Special - Zeig dein wahres Gesicht
„Diego!“ Dr. Cable spuckte das Wort aus. „Letzte Nacht haben sie Shay und Tachs in den weltweiten Nachrichten gezeigt. Die beiden haben ihre Schlitznarben vorgeführt und mich als Monster bezeichnet."
„Wie verpfuscht von denen“, sagte Tally.
Dr. Cable starrte sie wütend an. „Und sie senden detaillierte Scans deines Körpers und nennen dich ein >Gestaltsvergehen<.“
„Soll das heißen, dass ich wieder berühmt bin?“
Cable nickte. „Du bist berüchtigt, Tally. Alle haben Angst vor dir. Das neue System mag die anderen Städte vielleicht nervös gemacht haben, aber sie scheinen meine kleine Bande aus psychotischen Sechzehnjährigen für schlimmer zu halten."
Tally lächelte. „Wir waren ja auch ganz schon eisig."
„Und wieso hat es dann Diego geschafft, dich einzufangen?"
„Ja, das war eine miese Nummer." Tally zuckte mit den Schultern. „Und dabei waren es ganz normale W ächter. Sie trugen diese albernen Uniformen, die aussahen wie Hummeln."

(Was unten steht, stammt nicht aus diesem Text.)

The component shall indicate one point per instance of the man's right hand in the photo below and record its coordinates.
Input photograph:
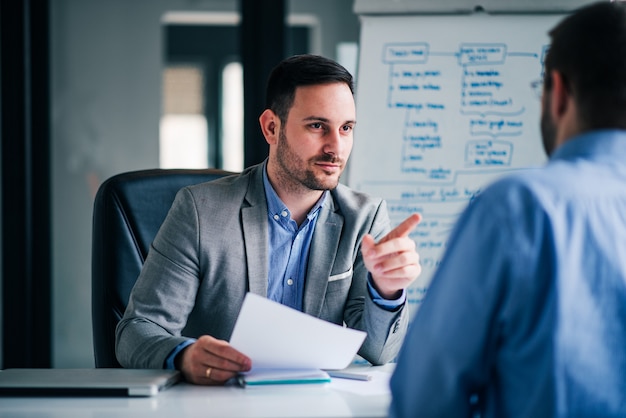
(210, 361)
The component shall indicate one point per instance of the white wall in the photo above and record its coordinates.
(106, 60)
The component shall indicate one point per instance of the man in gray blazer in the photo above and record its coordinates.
(284, 229)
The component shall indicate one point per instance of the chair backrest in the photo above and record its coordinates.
(129, 209)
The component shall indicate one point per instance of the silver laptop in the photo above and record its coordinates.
(85, 382)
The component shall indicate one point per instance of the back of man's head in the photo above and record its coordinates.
(589, 49)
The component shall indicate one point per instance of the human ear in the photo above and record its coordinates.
(269, 126)
(559, 95)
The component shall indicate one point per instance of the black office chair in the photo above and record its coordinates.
(128, 210)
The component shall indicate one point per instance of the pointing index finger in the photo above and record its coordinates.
(404, 228)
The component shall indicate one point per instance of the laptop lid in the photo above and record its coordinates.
(85, 382)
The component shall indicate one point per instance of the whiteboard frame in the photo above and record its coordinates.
(465, 6)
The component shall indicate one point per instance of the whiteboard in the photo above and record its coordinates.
(444, 107)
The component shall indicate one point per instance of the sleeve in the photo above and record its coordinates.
(165, 291)
(385, 327)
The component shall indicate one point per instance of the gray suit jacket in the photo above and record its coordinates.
(213, 248)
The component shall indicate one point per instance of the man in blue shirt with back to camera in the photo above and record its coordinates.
(526, 314)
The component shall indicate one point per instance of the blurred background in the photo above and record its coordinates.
(95, 88)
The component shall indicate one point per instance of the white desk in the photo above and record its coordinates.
(340, 398)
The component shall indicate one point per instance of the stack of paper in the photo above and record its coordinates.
(288, 346)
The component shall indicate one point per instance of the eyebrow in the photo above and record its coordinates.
(326, 120)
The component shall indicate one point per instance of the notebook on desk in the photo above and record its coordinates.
(85, 382)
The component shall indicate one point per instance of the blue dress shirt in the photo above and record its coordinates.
(289, 246)
(526, 314)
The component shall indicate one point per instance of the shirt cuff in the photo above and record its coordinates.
(169, 361)
(387, 304)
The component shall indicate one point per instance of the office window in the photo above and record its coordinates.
(232, 117)
(183, 141)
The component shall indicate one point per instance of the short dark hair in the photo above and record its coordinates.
(301, 70)
(589, 48)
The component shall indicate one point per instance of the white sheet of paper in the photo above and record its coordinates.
(276, 336)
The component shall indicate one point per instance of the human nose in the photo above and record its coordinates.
(333, 142)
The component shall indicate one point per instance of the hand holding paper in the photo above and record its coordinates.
(277, 337)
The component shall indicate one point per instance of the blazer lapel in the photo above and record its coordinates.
(254, 225)
(322, 257)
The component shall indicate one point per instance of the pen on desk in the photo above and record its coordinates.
(348, 375)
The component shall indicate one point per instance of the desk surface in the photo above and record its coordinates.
(340, 398)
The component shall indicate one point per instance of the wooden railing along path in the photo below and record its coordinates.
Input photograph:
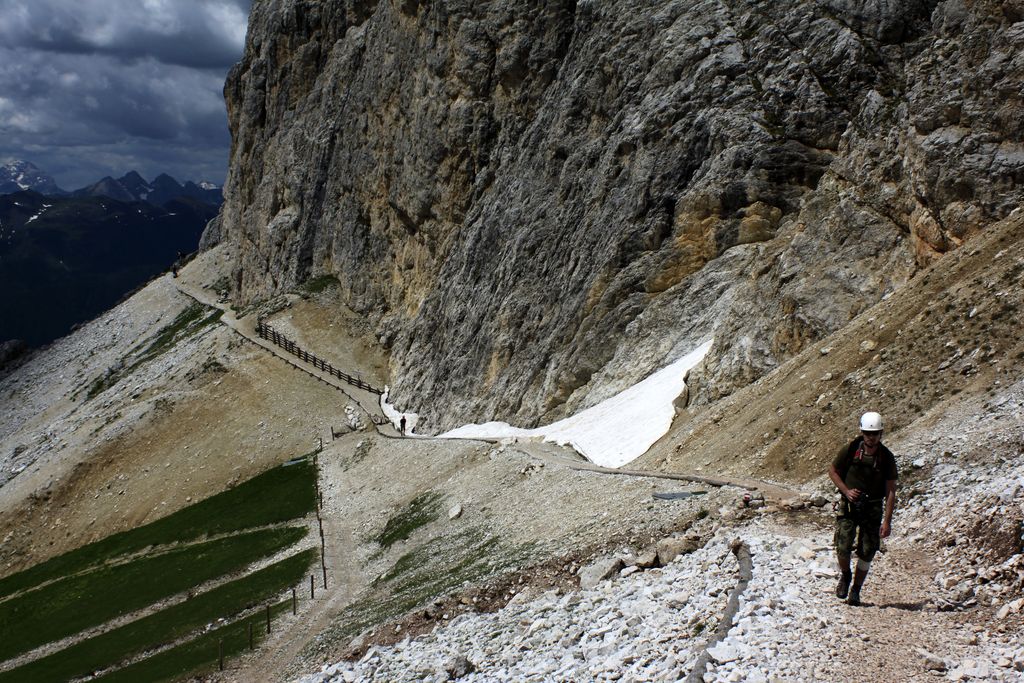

Dr. Cable starrte sie an und fing an zu zittern wie der arme Zane. „Aber du warst so stark, Tally. So schnell!“
Wieder zuckte Tally mit den Schultern. „Bin ich noch immer.“
Dr. Cable schüttelte den Kopf. „Bis auf weiteres, Tally. Bis auf weiteres."
***
Nach zwei Wochen einsamer Stille hatte plötzlich irgendwer Erbarmen mit Tallys Langweile und die Bildschirmwand in ihrer Zelle wurde aufgeladen. Tally staunte darüber, wie schnell Dr. Cable die Stadt aus dem Griff verloren hatte. Die Nachrichten
zeigten nicht mehr ständig den glorreichen Sieg des Militärs - statt kriegerischer Ruhmestaten füllten Blubberkopf-Serien und Fußballspiele den Schirm. Und der Stadtrat gab die neuen Vorschriften eine nach der anderen auf.
Offenbar hatte Maddys Heilmittel sich gerade noch rechtzeitig in Dr. Cables Gehirn ausgebreitet - zu dem zweiten Angriff auf Diego war es nicht mehr gekommen.
Natürlich konnten auch die anderen Städte etwas damit zu tun haben. Das neue System hatte ihnen zwar nicht gefallen, aber das Ausbrechen eines wirklichen Krieges sagte ihnen noch weniger zu. Immerhin hatte es dabei Tote gegeben.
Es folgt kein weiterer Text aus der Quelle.